Art and Science in Coding and Cooking

Cooking, Coding2 min read

I used to work as a pizza cook at a restaurant in Cary NC called Pizzaria Faulisi. While I was there I got to work under a true chef, Zach Faulisi. I had been a cook before, and most of what I did was following recipes. There was some room for judgement, but mostly you did what the recipe said. Zach showed me that there is a lot more to being a chef than a cook.

Zach would follow recipes, usually when they were his own. But there was always a point when he would start deviating. He would taste the food, then change up his strategy. Or something would come up that was extra fresh and he would throw everything planned out the window and start again. The recipes were there, but more as a guideline. There wasn't any recipe that wasn't worth breaking if it meant making something different and fantastic. He wasn't just a cook, or even a chef. He was an artist in the kitchen.

It reminded me of a when I worked in a camp kitchen five years earlier.

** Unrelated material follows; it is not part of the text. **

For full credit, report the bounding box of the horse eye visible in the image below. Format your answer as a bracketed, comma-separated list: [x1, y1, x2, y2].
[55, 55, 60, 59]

The camp baker, Ally, often told me that baking bread starts off with some guidelines but you need to be flexible with what the dough is telling you. Maybe it was extra humid and it needed more flour. It could be hotter than usual and you need less yeast to avoid over proving the dough. She said if she had followed the recipe every time,she would make bad bread nine times out of ten. Every batch of bread was different and unique, and it needed different things. To try and apply the same patterns to every batch of bread was asking for trouble.

Today, I still cook and try try and emulate Zachs artistry. I still bake bread and remember what Ally taught me about being flexible and listening to what the dough is telling you. But sometimes I wonder if I could apply those lessions outside of the kitchen and in my day to day job as a Software Developer.

I sometimes find myself on the stuck between science and art when developing. We have so many patterns for all our problems. Recipes on what to do in every situation. Add functionality on top of an existing object with the Decorator pattern. Refactor that legacy API with the Strangler pattern. Use Monoids to concatenate results in a composable way. The list goes on and on.

I use these patterns every day at work. But there is something to be said about thinking outside the box; thinking like an artist rather than a scientist. I'm quick to apply a pattern I know when something else might be more appropriate. More importantly I'm quick to apply a complex pattern when a simpler one might do, usually in the name of avoiding complexity down the line.

As I have grown more experienced as a Software Developer, I have tried to be more like Ally, more like Zach. Recognize that each problem is going to be different and might need different solutions. I won't be able to do the same thing I have always done before. Be willing to try something new in the pursuit of something great, but recognize that newer does not always mean better. I think I would be a better developer for it.